Having cake and eating it too

carrot cake
Eric Keller has become an expert at hiding his tracks when it comes to taste-testing his wife’s cake. (Eric Keller photo)

“Who ate from the center of my cake?” If you were sitting where I was, it hardly sounded like a question. In fact, it seemed more like an accusation.

I looked around and couldn’t find anyone to blame. In fact, the little kids had just left to go to a soccer match. That left just me, a partially taste tested cake, and whatever excuse I could muster up.

I’m not sure why she doesn’t make extra cakes during the holidays. But she absolutely refuses. She was trying a new carrot cake recipe this Easter, and I was a little excited. I was even more excited to see her pull the cakes out and walk out into the pasture to check on the sheep. This allowed me to check on the carrot cake that was piping hot.

It was too hot to touch, so I had to carefully not touch it with my fingers and get it into my mouth. This is when small pieces work best, because they have plenty of time to cool off while carefully being lifted into my mouth. I usually do this with my eyes closed, so that I can accurately explain that I didn’t see anything.

When I was a kid, I learned to check the center of the cake for doneness by using a toothpick. However, as I got older, I learned that toothpicks were a little too inconspicuous for my liking. Besides, no matter what part of my fingers I used to carefully extract a piece, I couldn’t disguise the damage.

So, as an adult, I carefully use a knife to check for doneness. Although I’m not the one baking, I like to check the work of the ones who are. And if you wiggle the knife around when it’s in the cake, and you check it a couple of times for good measure, it leaves behind a crater big enough for me to get my fingers inside of.

If this seems like a lot of work to get a nibble of my wife’s dessert, you’re right. But she’s probably the best cook and baker in the world. So, I feel like I have practically been forced to circumvent the security measures.

And this time was no different. How could I unknowingly reveal to her just how good her cake was? Instead, I prepare myself to tell her that it was mediocre at best. At first, my kids thought I was rude, but then the older two caught on.
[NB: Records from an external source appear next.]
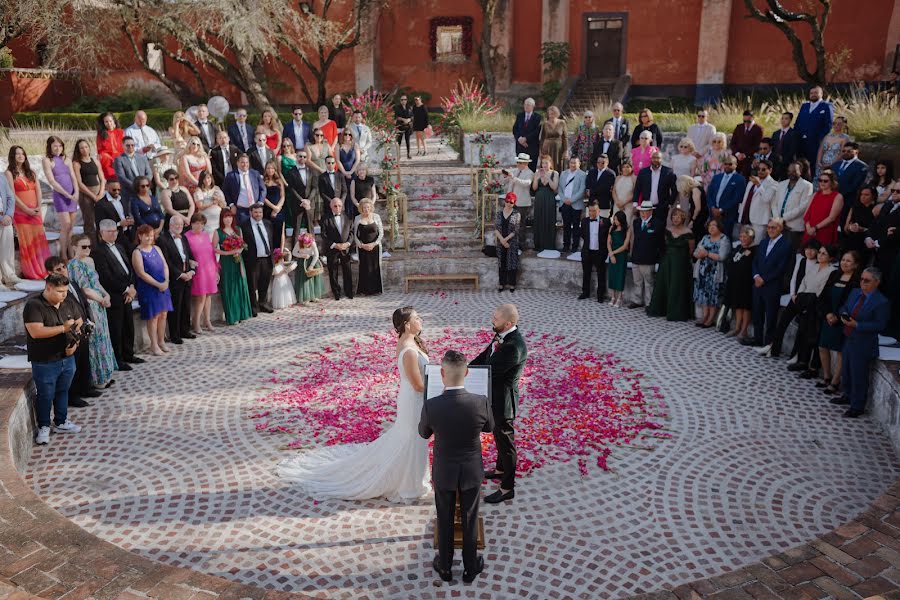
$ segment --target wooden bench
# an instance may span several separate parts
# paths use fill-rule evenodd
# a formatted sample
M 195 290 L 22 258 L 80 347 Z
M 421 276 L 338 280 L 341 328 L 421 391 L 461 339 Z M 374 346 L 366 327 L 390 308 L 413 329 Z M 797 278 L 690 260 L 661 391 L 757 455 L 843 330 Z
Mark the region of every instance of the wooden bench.
M 471 281 L 478 289 L 478 273 L 435 273 L 434 275 L 407 275 L 403 278 L 406 293 L 413 281 Z

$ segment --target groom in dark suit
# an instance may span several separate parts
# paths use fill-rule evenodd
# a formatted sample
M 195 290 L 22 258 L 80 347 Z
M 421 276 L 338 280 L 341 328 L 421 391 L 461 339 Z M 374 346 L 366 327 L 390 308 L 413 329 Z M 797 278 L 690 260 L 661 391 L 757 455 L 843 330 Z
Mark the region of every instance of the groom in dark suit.
M 528 351 L 525 338 L 517 327 L 519 311 L 514 304 L 499 306 L 491 316 L 494 339 L 484 352 L 475 357 L 472 365 L 491 367 L 491 405 L 494 413 L 494 442 L 497 445 L 497 466 L 486 473 L 487 479 L 499 479 L 500 489 L 486 496 L 488 504 L 497 504 L 515 497 L 516 443 L 513 421 L 519 409 L 519 376 L 525 368 Z
M 484 570 L 484 558 L 478 556 L 477 550 L 478 499 L 484 478 L 481 433 L 494 429 L 487 396 L 470 394 L 463 387 L 468 372 L 465 355 L 448 350 L 441 360 L 444 393 L 425 400 L 419 419 L 419 435 L 427 440 L 434 434 L 431 480 L 437 509 L 438 555 L 432 566 L 444 581 L 453 578 L 453 521 L 458 493 L 466 583 Z
M 343 179 L 343 177 L 341 177 Z M 343 273 L 344 291 L 353 300 L 353 274 L 350 271 L 350 250 L 353 235 L 350 217 L 343 213 L 344 203 L 340 198 L 332 198 L 328 213 L 322 218 L 322 241 L 325 242 L 325 256 L 328 258 L 328 281 L 335 300 L 341 299 L 341 284 L 338 269 Z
If their mother thinks that her food isn’t great, she won’t want to serve it. And if she doesn’t want to serve it, she may make some more. And if she must make more, we may have to properly dispose of the rest. Although I hate the idea of wasting food, I guess I would hate to watch her family feel so disappointed eating her first attempt at carrot cake.

Besides, frosting needs a rough surface to bind to the cake. It’s not science. It’s just plain ol’ gastronomy, I think.